To precis, without the facility to physically ask a member of staff for the ticket they want, many will be unable to make a train journey independently once these changes come in.
And what about older drivers? Well they are having problems too, with many struggling with the parking apps that are now – in some places – the only way to pay. The consequence of that is that many older people will not be able to drive anywhere that requires them to use a car park at the other end.
A recent report from Age UK (the full story is here) set out the difficulties older people face when trying to apply for a Blue Badge and other local public services if they are not “computer savvy”. Most local authorities now strongly encourage people to access services digitally.
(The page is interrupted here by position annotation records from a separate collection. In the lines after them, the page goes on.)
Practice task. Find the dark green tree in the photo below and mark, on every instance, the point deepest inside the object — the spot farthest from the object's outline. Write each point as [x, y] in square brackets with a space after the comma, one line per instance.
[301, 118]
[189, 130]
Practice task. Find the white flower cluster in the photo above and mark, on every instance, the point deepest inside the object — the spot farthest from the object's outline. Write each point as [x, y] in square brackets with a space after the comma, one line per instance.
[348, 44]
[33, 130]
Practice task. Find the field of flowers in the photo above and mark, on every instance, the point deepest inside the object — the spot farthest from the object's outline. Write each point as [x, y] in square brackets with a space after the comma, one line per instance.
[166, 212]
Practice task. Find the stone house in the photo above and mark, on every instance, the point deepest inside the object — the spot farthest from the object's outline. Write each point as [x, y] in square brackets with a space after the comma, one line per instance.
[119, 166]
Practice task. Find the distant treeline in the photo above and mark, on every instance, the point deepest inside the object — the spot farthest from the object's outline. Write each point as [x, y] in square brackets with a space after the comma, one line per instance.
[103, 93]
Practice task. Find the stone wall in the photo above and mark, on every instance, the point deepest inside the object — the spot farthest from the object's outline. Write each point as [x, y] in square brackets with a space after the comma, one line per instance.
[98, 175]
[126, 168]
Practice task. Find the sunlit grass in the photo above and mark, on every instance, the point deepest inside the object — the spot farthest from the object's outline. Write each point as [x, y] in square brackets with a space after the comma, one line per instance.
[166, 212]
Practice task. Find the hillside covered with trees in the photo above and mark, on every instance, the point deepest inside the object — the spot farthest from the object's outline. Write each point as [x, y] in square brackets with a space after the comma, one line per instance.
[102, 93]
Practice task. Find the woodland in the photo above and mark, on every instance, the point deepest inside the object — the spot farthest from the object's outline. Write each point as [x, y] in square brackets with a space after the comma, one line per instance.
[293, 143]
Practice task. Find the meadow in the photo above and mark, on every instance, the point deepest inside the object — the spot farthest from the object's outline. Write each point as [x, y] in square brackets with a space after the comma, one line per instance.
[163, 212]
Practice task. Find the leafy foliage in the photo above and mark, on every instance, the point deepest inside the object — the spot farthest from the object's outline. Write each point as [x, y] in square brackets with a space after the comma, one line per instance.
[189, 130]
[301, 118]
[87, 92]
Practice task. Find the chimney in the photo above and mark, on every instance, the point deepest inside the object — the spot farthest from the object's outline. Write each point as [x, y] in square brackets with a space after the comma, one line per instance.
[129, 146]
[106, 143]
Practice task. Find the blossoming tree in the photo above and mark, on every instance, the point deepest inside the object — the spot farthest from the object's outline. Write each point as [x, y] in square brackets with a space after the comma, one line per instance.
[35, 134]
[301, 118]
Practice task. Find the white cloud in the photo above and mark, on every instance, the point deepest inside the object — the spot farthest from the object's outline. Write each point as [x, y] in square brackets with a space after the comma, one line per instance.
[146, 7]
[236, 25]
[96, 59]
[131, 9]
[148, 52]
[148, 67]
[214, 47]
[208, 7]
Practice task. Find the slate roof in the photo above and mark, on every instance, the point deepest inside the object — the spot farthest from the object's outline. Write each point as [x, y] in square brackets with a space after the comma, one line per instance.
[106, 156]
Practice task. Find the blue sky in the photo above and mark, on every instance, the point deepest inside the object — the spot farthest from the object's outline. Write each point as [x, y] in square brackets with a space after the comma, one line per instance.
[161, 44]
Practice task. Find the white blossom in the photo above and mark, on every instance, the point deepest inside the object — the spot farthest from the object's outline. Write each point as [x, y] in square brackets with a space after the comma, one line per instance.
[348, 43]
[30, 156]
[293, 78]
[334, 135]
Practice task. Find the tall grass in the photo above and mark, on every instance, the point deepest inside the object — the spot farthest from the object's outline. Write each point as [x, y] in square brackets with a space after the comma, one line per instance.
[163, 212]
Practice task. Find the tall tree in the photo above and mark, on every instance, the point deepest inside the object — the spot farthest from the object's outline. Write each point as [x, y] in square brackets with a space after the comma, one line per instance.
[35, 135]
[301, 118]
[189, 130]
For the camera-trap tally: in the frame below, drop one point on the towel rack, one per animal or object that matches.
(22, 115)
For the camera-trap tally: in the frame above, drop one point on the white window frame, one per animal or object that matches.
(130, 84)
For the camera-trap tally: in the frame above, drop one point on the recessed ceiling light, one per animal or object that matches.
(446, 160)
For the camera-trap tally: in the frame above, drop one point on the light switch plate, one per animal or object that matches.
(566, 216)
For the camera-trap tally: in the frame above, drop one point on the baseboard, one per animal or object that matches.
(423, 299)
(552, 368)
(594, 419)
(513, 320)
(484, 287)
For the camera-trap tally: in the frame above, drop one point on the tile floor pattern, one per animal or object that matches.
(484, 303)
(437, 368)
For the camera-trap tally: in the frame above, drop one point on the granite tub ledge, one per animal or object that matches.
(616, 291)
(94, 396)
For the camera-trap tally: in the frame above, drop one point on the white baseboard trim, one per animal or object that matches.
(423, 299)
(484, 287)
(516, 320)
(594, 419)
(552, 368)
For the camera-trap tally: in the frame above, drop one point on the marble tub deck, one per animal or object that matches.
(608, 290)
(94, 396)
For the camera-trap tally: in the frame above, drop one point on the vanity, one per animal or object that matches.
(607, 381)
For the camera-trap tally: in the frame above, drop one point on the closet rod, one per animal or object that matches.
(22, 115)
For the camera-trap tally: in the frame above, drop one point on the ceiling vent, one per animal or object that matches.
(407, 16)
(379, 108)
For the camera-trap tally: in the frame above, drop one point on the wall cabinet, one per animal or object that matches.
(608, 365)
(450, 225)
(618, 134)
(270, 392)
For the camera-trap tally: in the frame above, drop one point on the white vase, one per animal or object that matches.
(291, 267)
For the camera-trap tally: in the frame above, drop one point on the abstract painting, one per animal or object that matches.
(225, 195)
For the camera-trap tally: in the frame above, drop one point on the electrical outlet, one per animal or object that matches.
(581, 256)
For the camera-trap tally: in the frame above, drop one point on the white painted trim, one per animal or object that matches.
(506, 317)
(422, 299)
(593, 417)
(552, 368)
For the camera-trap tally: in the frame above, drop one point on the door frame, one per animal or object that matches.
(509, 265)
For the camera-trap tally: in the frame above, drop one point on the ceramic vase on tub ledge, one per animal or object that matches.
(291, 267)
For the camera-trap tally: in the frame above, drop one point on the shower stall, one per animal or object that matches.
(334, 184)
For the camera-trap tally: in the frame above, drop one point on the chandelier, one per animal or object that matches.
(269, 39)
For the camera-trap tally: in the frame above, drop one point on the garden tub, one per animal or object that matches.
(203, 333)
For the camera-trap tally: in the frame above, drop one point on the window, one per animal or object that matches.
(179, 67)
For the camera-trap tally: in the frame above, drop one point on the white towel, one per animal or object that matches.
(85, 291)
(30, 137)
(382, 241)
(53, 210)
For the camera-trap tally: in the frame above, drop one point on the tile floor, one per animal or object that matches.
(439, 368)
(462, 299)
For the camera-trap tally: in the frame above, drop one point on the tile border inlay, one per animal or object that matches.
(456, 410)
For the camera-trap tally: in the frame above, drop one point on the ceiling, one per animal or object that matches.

In some cases, they do not offer offline alternatives at all, or not in a way that makes them easy to find and access.
If there is actually a planned and concerted effort going on to exclude many older people from the normal activities the rest of us take for granted, then it’s working pretty well.
“Digital by default” is an attractive option for any organisation looking to streamline their operation and cut costs. You can understand the appeal. They can still reach the large majority of the people they want as customers or to help. Arguably those with the bigger pockets and purses. But, along the way, a large swathe of people (including, lest we forget) younger people with a range of disabilities – and being systematically excluded.
The D&I angle
What I find oddly ironic is that all of the organisations who are excluding older and disabled people will be fully signed up to diversity and inclusion policies as part of their ESG (environmental, social and governance) commitments. Many will be proudly brandishing them on their websites. But there is talking the talk and walking the walk…
While there will always be nuanced differences between what people understand as “diversity”, here is a handy definition I’ve just lifted from an organisation that does this sort of thing for a living: Global Diversity Practice. “In a nutshell, it’s about empowering people by respecting and appreciating what makes them different, in terms of age, gender, ethnicity, religion, disability, sexual orientation, education, and national origin.”
So, let’s imagine, for a moment, that the policies (inter alia) of the rail companies, car park owners and local authorities routinely made it impossible for groups of people who could be defined by their gender, ethnicity, religion, sexual orientation or national origin to use their products or services. Just how much of a brouhaha might there be? Might MPs and TV commentators be putting in their two penn’orths? Might there be protests outside of corporate headquarters?
I posit this argument because there seems to be little or no public and media blowback when people are (effectively) discriminated against because of their age and even (while we’re about it) their disability.
In short: what will it take for the last taboo of ageism to be treated seriously?